The methods by which sums of squares are calculated within a linear model differ depending on the function used to fit the model (lm(), aov()) and the function used to calculate the ANOVA table (anova(), car::Anova()). This results in different test statistic values and corresponding P-values.

Methods of estimating Sums of Squares (SSQ)

Type I (Sequential)

Steps for partitioning variance among multiple independent variables:

  1. SS(A) - Main effect of independent variable A.
  2. SS(B | A) - Main effect of B after the main effect of A.
  3. SS(AB | B, A) - Interaction A*B after all main effects.

Because the main factors are tested in a particular order (defined in the model specification), if the factors are unbalanced (i.e. different numbers of observations for each level of the factors) the order of factors in the specification matters.

Often there is a degree of multicollinearity among independent variables, when this is the case, there is a portion of the variance in the dependent variable which could potentially be attributed to multiple independent variables. In this method of partitioning, any variance that could be attributable to both independent variables is given to the one entered into the model specification first.

Type II (Partial with separate interactions)

Steps for partitioning variance among multiple independent variables:

  1. SS(A | B)
  2. SS(B | A)
  3. SS(A*B | A,B)

In this method, the variance is partitioned simultaneously between A with respect to B and B with respect to A. Any variance that can be attributed to both independent variables is ignored until the interaction term is calculated. Unlike Type III, this method doesn’t adjust SSQ(A) and SSQ(B) in response to the interaction term.

Type III (Partial with combined interactions)

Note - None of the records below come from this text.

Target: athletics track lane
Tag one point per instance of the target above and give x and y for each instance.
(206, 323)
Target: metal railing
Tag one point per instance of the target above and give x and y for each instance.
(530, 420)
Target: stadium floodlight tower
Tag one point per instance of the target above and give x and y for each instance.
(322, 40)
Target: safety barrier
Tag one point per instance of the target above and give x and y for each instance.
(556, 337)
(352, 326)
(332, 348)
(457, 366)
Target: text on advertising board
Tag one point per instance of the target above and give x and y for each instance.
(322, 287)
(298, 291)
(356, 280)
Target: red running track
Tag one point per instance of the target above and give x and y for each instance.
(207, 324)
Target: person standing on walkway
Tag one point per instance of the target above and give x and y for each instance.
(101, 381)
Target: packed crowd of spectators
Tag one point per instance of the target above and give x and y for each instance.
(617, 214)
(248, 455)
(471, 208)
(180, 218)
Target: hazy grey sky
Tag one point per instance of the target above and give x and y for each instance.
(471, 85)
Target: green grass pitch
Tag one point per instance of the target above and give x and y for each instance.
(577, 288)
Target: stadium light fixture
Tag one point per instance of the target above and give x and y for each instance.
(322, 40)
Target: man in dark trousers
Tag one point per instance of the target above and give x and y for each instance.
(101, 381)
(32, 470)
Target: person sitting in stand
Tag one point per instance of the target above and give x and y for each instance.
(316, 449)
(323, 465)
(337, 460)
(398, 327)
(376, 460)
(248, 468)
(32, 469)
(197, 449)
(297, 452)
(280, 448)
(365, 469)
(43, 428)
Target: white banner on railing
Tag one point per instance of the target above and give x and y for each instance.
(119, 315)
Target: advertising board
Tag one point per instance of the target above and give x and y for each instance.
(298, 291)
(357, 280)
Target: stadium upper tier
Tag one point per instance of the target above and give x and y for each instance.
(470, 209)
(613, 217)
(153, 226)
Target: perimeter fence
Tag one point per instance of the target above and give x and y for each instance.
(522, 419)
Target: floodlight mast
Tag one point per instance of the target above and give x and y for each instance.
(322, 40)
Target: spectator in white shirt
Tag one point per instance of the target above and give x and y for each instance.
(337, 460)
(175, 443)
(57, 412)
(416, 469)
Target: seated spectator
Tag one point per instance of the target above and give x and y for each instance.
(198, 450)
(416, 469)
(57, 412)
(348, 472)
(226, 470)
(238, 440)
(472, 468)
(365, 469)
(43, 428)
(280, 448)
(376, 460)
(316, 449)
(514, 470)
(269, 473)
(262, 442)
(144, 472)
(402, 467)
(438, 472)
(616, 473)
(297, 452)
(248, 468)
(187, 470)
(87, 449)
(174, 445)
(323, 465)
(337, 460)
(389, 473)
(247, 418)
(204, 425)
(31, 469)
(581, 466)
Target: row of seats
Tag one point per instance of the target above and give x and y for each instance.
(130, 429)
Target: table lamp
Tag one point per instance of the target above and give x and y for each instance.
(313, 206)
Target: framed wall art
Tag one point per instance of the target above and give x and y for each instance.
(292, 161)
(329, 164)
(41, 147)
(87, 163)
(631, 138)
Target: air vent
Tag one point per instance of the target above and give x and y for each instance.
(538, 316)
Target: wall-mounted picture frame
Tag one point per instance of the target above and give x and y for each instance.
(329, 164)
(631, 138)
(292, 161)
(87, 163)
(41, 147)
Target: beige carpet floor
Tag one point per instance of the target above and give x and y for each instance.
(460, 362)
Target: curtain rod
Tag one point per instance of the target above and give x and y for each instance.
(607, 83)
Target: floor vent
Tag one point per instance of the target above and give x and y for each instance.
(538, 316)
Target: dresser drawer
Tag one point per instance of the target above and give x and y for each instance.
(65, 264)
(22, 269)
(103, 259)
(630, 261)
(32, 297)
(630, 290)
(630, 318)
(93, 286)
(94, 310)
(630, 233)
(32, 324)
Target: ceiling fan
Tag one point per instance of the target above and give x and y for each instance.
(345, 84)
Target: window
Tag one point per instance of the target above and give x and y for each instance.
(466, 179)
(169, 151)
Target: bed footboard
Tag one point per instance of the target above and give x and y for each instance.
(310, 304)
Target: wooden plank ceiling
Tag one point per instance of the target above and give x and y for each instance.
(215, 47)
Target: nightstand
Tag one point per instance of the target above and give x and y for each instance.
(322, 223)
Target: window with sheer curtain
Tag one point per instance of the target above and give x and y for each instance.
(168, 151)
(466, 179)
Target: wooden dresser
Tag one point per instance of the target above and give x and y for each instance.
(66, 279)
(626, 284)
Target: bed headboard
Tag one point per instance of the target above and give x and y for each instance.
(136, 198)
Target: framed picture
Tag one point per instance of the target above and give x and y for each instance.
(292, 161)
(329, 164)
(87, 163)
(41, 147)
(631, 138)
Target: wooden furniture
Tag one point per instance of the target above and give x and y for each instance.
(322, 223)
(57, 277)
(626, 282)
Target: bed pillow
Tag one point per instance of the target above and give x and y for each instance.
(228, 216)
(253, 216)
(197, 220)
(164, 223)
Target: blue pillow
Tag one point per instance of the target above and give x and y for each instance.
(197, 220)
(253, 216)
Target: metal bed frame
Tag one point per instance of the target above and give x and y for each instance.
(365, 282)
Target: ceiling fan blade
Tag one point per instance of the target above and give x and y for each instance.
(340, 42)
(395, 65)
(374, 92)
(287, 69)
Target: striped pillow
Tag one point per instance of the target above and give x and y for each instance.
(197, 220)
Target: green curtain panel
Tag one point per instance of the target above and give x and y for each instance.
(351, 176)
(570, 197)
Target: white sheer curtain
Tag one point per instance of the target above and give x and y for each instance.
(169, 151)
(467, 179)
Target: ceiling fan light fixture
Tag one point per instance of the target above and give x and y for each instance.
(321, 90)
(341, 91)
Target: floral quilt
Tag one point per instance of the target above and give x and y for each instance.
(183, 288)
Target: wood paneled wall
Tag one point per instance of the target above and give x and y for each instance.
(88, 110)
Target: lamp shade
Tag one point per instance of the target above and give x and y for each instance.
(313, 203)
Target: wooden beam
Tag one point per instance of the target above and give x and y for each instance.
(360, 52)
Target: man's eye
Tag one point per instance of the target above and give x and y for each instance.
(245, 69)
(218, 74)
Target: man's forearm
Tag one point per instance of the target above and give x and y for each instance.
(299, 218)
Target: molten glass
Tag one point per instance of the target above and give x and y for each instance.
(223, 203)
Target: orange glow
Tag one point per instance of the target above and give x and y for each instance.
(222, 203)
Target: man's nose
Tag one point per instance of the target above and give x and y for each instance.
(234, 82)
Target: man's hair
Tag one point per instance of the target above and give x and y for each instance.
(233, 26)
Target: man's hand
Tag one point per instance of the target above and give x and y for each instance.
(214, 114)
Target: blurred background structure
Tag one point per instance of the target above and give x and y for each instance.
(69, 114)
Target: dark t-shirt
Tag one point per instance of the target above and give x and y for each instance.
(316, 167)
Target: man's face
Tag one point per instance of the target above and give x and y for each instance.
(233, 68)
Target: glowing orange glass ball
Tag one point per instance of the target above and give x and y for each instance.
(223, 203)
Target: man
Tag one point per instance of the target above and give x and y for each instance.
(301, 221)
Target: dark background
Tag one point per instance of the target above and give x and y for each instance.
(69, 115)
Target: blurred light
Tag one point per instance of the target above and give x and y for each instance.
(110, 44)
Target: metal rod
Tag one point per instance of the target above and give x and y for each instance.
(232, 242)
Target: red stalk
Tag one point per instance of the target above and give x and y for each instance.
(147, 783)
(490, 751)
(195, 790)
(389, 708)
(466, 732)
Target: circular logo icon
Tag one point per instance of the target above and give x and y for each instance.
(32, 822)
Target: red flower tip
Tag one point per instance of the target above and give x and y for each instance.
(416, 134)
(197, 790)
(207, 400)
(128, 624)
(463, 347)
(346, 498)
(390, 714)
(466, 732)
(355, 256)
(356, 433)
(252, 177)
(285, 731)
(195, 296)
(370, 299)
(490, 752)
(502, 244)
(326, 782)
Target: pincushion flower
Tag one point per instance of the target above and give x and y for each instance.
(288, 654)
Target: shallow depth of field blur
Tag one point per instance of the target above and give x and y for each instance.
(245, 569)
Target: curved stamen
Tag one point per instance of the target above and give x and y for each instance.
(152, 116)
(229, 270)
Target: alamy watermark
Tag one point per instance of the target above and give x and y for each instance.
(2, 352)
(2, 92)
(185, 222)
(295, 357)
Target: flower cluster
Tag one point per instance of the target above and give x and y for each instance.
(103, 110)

Steps for partitioning variance among multiple independent variables:

  1. SS(A | B, A*B)
  2. SS(B | A, A*B)
  3. SS(A*B | A,B)

In this method, like Type II, the variance is partitioned simultaneously between A and B with respect to each other, but this time it also takes into account interaction terms during this partitioning. Then, like Type II it calculates the variance attributed to the interaction term with respect to both A and B.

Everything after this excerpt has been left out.